どういうわけか、クナッパーツブッシュは、レーヴェやフランツ・シャルクら弟子たちが改訂した版を好んでいた。彼の壮大かつ劇的なブルックナー演奏はすべてそれらの版によるものだ。

・ブルックナー:交響曲第4番変ホ長調「ロマンティック」(1878/80フェルディナント・レーヴェ改訂版)
ハンス・クナッパーツブッシュ指揮ベルリン・フィルハーモニー管弦楽団(1944.9.8録音)

戦時中は、バーデン・バーデンでの録音。どこをどう切り取っても、厚化粧。
とはいえ、最初から最後まで実に心躍る音響に、僕はこの改訂版にもブルックナーの「真実」を見る。テンポの伸縮、頻出するクレッシェンドとデクレッシェンドの嵐。
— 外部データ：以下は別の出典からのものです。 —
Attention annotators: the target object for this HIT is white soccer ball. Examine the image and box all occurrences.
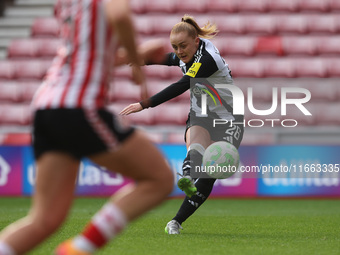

特に、カットの激しい、そして、楽器法の変更、あるいはシンバルなどが異様に(?)追加される終楽章は、指揮者の内なる浪漫が表出する傑作。
一回性のドキュメント、それならば、版の是非は些細な問題に過ぎないと僕は思う。

なぜなら、クナッパーツブッシュは、改訂版がブルックナーにとっての究極の版であり、この版だけを演奏し続けることをブルックナー自身が望んでいたと考えていたからです。もちろんそれが理由の全てではありません。徹底したロマン主義者であるクナッパーツブッシュは、個人としてもこの改訂版に大変親しんでいました。その点で、彼はある程度までフルトヴェングラーとも共通した認識を持っていました。
フランツ・ブラウン著/野口剛夫編訳「クナッパーツブッシュの想い出」(芸術現代社)P97

ベルリン・フィルとのこの「ロマンティック」の動性は、明らかにフルトヴェングラーの影響下にあるオーケストラとの共同作業によるものだろう(極端なアッチェレランドなどはいかにもフルトヴェングラー風)。

コーダの祈りは、(泣く子も黙る)大宇宙に轟くブルックナーの神への奉仕の体現(大袈裟だが)。